Saturday, 29 October 2011

Review: Aiden - Some Kind of Hate

 These days in the world of rock music, the act of releasing two albums in same year is a rare thing and these days can be an act that is viewed on with heaps of cynicism. Maybe it's down to the witnessing of major pop artists having a yearly album released as a means to ensure the remain relevant and rich in the everchanging spectrum of what is popular, meaning that rock fans can be assured that a two to four year gap between their favourite bands releasing an album will ensure that their next release will have a lot of hard work and focus put into it. Sure things don't always work out that way but the fact that people will still come back to a band even after being away for so long shows a sense of everlasting devotion proving rock bands to be muh more timeless. It's why there's a lesser sense of nostalgia as you would find in pop music when radios play hit singles from 1998, asking people if they "remember this one?" It's because much rock music that has existed througout its rich history still tands as strong today as it ever has.

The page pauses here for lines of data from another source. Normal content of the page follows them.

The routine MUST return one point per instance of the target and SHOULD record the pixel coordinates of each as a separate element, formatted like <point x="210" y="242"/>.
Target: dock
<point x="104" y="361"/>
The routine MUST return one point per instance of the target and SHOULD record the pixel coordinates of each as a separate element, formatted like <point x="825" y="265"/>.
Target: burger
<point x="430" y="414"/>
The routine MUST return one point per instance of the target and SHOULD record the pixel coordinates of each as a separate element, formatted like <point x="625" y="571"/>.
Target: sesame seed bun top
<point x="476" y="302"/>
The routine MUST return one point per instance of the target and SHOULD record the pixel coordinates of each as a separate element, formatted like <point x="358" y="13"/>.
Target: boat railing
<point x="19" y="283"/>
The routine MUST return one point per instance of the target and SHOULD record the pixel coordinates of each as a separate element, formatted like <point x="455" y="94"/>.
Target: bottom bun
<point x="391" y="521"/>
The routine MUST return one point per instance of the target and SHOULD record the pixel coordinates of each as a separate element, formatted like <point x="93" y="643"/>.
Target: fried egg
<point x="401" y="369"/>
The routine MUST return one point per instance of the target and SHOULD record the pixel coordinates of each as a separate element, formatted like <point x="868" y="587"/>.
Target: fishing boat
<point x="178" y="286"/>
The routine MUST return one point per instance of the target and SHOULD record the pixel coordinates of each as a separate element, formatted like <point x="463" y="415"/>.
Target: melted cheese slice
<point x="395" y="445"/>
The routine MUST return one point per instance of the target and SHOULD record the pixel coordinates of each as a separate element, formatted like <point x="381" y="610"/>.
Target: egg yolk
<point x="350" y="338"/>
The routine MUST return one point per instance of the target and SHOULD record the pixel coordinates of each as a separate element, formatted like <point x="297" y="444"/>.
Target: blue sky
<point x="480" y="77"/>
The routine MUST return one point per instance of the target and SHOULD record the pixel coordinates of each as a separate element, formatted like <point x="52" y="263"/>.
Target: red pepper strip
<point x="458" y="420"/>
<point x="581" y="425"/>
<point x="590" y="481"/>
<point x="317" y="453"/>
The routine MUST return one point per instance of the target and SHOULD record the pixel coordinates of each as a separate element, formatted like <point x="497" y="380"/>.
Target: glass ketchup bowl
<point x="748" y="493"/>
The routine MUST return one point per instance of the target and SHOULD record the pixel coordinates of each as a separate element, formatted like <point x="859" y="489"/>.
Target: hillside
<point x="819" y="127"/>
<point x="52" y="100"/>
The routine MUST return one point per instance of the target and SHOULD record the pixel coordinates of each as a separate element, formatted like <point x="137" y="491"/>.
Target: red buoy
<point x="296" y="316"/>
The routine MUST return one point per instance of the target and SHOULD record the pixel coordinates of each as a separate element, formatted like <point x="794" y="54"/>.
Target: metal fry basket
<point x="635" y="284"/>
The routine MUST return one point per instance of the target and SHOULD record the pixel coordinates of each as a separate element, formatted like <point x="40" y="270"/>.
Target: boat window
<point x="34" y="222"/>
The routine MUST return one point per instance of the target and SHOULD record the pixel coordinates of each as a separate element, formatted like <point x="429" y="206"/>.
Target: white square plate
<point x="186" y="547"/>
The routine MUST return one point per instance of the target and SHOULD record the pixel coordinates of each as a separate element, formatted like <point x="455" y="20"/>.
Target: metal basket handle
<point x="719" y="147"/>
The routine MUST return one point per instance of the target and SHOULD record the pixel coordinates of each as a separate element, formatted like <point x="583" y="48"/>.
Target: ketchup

Anyway, now that I've lived by the name of this blog, lt's move on with the review, as Seattle horror punk quartet Aiden have released their sixth album Some Kind of Hate just seven months after the brilliant Disguises. On listening I can't really tell if it justifies my previous rambling or proves I wrong.
 I mean, Some Kind of Hate is by no means a bad album at all. This is an album that's clearly made with a fiery passion to be seen as something that is definitive of Aiden. The punk riffs in There Will Be Blood and Freedom From Religion come thick and fast and carry with them a characteristic sense of hopelessness and doom, even though the rapid hardcore sound is far from any kind of doom metal styling, which fits their horror influence effectively, plus the epicly hooky Deactivate carries a spirit of fun in it's bouncy strucure. It also features a spoken sample from Trainspotting, so it shows Aiden have a great understanding of things that are totally bleak. This gives Some Kind of Hate the obvious sign of strength that is clearly prominent.
 If there were any weaknesses in the album, it's probably in the two covers featured. It's not that they do badly with them. They just don't make them truly unique, so I can only really compare them to their originals, which are ultimately better. Their take on Misfits' London Dungeons is ferocious enough, but doesn't have the same chilling atmosphere that Glenn Danzig managed to create on the original. The cover of Joy Division's Transmission also feels weak in comparison to the original as well, plus frontman Wil Francis sound like he's trying to impersonate Ian Curtis at various points. It gets a little awkward at times.
 But on the whole, Some Kind of Hate is a pretty strong horror punk collection. If Disguises was just a collection for the more fun gory type of horror films, Some Kind of Hate is the collection of more gripping edge-of-your seat horror thrill inspired songs.

Aiden's Some Kind of Hate is out now via Victory Records.